Introduction: The risk of developing deep vein thrombosis is very high among the surgery patients if appropriate precautions are not taken. Graduated compression stockings, that are used to prevent deep vein thombosis, may threaten patient’s safety if they are not used properly. This study was carried out to examine the use of graduated compression stockings in surgery patients and the effect of training given about deep vein thrombosis in a cross sectional and semi-experimental design. Methods: The study was conducted in General Surgery, Brain Surgery and Urology Clinics of a Healthcare Practice and Research Center located in the western Black Sea region between February 2017 and February 2018. Sample of the study was composed of a total of 166 patients who were assigned to both groups randomly. Patients in Group I were given training about deep vein thrombosis during preoperative period; and patients included in Group II were provided routine nursing care in the clinics. The use of graduated compression stockings by the patients and the problems they experienced were evaluated within the first 48 hours following surgery. Descriptive tests, the Kolmogorov Smirnov test, Independent-samples t test, Mann Whitney U test, Pearson, Yates and Fisher exact chi-square tests and McNemar test were used for statistical analyses. Results: The risk of deep vein thrombosis was found to be comparable between both patient groups during preoperative assessment.
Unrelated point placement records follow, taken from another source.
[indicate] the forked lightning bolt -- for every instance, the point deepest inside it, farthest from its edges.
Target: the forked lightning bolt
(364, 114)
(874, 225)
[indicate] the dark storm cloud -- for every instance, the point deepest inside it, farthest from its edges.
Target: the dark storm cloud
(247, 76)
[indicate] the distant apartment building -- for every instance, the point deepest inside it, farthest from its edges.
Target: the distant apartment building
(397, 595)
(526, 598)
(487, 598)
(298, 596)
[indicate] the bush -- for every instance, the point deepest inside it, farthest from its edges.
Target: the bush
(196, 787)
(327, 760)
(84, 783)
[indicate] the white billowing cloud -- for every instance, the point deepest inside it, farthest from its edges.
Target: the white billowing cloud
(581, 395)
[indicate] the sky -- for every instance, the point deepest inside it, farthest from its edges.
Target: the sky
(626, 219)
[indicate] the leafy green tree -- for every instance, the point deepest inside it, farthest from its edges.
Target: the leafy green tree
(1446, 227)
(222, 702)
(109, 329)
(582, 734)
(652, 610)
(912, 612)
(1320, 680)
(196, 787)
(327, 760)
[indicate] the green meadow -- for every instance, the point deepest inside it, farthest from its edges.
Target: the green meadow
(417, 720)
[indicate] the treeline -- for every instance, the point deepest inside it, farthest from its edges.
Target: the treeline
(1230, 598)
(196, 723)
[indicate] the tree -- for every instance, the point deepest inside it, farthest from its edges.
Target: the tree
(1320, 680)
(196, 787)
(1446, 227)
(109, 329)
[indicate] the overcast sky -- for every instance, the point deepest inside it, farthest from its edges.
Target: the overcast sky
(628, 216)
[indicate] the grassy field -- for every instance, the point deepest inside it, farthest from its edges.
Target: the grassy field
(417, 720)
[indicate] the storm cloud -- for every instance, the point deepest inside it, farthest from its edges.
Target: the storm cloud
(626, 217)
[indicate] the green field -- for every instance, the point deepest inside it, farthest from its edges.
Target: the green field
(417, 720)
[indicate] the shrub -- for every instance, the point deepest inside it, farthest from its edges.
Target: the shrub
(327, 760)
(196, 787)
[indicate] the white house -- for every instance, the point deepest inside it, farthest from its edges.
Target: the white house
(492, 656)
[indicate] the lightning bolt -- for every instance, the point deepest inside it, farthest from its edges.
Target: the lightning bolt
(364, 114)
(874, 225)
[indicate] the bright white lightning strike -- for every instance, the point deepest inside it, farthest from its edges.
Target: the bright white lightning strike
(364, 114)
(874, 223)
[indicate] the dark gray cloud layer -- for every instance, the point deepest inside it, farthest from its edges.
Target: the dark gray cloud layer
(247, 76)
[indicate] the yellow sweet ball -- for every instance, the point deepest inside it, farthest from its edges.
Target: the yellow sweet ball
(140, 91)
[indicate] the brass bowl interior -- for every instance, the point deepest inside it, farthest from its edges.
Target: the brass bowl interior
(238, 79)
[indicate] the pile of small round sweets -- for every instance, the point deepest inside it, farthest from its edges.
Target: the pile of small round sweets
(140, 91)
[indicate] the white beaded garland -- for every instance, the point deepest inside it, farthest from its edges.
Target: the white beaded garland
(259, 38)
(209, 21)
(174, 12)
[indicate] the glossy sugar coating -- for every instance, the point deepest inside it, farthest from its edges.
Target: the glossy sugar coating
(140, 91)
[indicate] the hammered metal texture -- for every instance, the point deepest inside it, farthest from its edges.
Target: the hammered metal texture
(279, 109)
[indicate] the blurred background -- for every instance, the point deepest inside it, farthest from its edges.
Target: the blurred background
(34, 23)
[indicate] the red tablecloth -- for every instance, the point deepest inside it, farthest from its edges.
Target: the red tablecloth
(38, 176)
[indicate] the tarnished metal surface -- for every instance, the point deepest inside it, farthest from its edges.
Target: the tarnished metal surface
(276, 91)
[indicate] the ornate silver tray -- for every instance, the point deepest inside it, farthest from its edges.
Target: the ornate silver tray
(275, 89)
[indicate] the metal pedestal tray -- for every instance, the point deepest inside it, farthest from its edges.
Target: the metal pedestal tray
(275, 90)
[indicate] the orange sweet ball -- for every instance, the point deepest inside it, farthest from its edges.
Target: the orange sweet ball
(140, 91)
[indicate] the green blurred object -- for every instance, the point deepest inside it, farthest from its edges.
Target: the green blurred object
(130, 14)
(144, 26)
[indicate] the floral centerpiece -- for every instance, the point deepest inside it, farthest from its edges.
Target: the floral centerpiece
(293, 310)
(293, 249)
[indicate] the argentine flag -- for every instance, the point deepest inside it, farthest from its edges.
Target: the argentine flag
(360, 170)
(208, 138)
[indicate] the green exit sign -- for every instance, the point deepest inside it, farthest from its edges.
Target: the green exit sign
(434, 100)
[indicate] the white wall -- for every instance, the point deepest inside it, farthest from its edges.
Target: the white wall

It was determined that all of the patients who were given training about deep vein thrombosis used graduated compression stockings, and 33.7% of the patients who got routine care did not know how to use them. The problems of itching (p=0.729) and sweating (p=0.225) were found to be experienced by both goups. It was also observed that graduated compression stockings slided downwards (p=0.001) and redness (p=0.001) occurred in the patients group who got routine care. Conclusion: The training provided by the nurses had a positive effect on the adjustment to the use of graduated compression stockings among the patients who underwent surgical intervention. Providing training to the patients is suggested to be crucial in order to provide an efficient and reliable care to the surgery patients who are under risk for deep vein thrombosis, and it is important not to neglect it.